What, then, is the emergency physician’s responsibility?
Explore This IssueACEP News: Vol 32 – No 10 – October 2013
Physicians are charged with the duty of advancing the health-related interests of their patients, known as the physician’s fiduciary obligation. The prevention of violence and the establishment of a safe environment are in the best health interest of both patients and staff in the emergency department. However, the provision of high quality health care is also a fiduciary obligation. Health care providers must not allow the strongly negative personal feelings that an aggressive patient may evoke to undermine their provision of the best care possible.
It is in the tension between being a victim and being an unbiased caregiver and noncombatant that the emergency physician’s professional virtues come into play.
Professional virtues are cultivated character traits that empower physicians to “discern and discharge moral obligations to patients.”
The virtue of impartiality is exhibited when these patients are treated with an objectivity that transcends the natural hostility and anger that personal aggression ignites. The virtues of courage and self-sacrifice allow emergency physicians to assume the leadership role and even take personal risks to provide “steadfast care” for violent patients.1
When considering the consequences of violence, emergency physicians must think about physical, emotional and legal consequences of violence and what outcomes may transpire if it is not prevented through the use of trained personnel, appropriate policies, and timely interventions. How can emergency physicians prepare themselves both morally and technically for the prevention and management of violence? To begin, emergency physicians can set the standard for other emergency department staff to be aware of this problem, to identify it as unacceptable, to know hospital policy, and to promote and participate in education programs.1
In addition, there is a great deal of research to be done and knowledge to be gained about how best to reduce violence in emergency departments. Incidents of violence often go unreported.2,3,4
This makes them difficult to study, so it is not surprising that few interventions have been prospectively investigated.4 Likewise, the reasons health care workers fail to report incidents of violence are inadequately studied, but may include institutional factors and/or worker stigma associated with filing complaints or calling police to the emergency department.
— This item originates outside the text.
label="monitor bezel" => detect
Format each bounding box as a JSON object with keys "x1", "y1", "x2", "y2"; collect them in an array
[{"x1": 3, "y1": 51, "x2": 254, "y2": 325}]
Failure to report may also be related to the serious consequences anticipated for the violent patient charged with assault.
Many intoxicated patients believe that violence against health care workers will go unpunished. They are confused about what constitutes criminal behavior during an emergency department visit. Early on, patients demonstrating escalation of bad behavior (swearing, spitting, self-injurious) need to hear a clear message from their providers. Physically assaulting emergency care providers may be a felony under locally applicable law. A felony count may be punishable by a fine, imprisonment, or both.